Йоханес кивает.
— Мать жены подтвердила.
— Тогда он на удочку испанских шпионов и попался. На взрыв согласился.
Бывшего Хранителя складов будто прорвало, не может остановиться.
— Новые мастерские рядом со складами заставил строить, чтобы разом в одном месте всё и взорвать! Сам картины по дешевке скупал! И художников с переездом торопил — чтобы как можно больше картин в одно место свезти. И там разом всё…
Ван Хофф резко машет рукой, показывая, что именно «разом».
— А сам в новые мастерские переселяться не спешил. Всем говорил, что намерен проследить, как устроятся художники, чтобы членам Гильдии лучшие места достались, а сам он последним въедет, когда все будут довольны. И все картины — свои и скупленные, у себя дома держал. Чтобы, когда картин на рынке не останется, свои задорого продавать!
Бывший Хранитель складов хватает со стола стакан с пивом, залпом выпивает, пролившееся в спешке капает на его сюртук.
— И начал продавать! Да тут ваши, — кивает на Ван дер Пула, — картины со взрывом первым сортом пошли. Да ваш, — и сам не поймет, на калеку или на Агату кивать, — «новый Ван Хогволс» нарасхват. Вот вы расклад ему поломали, цену на его старье сбили.
— Гладко стелешь! А сам от процента с проданных картин отказаться и не подумал, — отвечает Глава Гильдии, в ответ закладывая подельника.

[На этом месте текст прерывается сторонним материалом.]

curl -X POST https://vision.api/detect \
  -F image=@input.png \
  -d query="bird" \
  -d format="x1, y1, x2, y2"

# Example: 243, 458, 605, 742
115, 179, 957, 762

— Согласился. Но я же не думал, что такой взрыв случится. Думал, несколько картин пострадают, и только, — ужом извивается толстенький Ван Хофф и снова указывает на Маурица. — Только не сам он всё придумал. Этот про его долги пронюхал.
Бывший Хранитель складов кивает в сторону калеки.
— И кто же он такой?! — невольно восклицает Агата, разглядывая человека, из-под которого она третий месяц выносит нечистоты.
— Предатель он. От испанцев оставшийся. Все шесть лет независимости после ухода габсбургских войск таился, а потом с Главой Гильдии спелся. Узнал, что тот по уши в долгах, и предложил взорвать всё. Да не рассчитал, видно, раз сам в таком виде. — Ван Хофф то на калеку, то на Главу Гильдии кивает. — Что хрипишь? Ты же с ним в сговор вступил! И меня, честного вояку, облапошили!
— А испанцы обрезанные? — будто про себя спрашивает Агата, не успев устыдиться такого вопроса, заданного в приличном обществе.
Но услышавший ее бывший Хранитель складов отвечает:
— Еврей он, прижившийся в Испании. Весь род его из затаившихся. А после конца тридцатилетней войны шпионом здесь остался. Диверсию задумал. И подельника себе выискивал. Да вот нашел.
В наступившей тишине раздается резкий, пугающий хохот Главы Гильдии.
— Голодать теперь будете! — тычет пальцем в сторону Агаты и детей, которых Бригитта никак не может увести из комнаты. — Картины фальшивого Ван Хогволса кто теперь купит — никто!
Агата с ужасом замирает. Что стоит эта вся страшная правда о взрыве по сравнению с еще более страшной правдой, что дальше их с детьми ждет нищета и голод?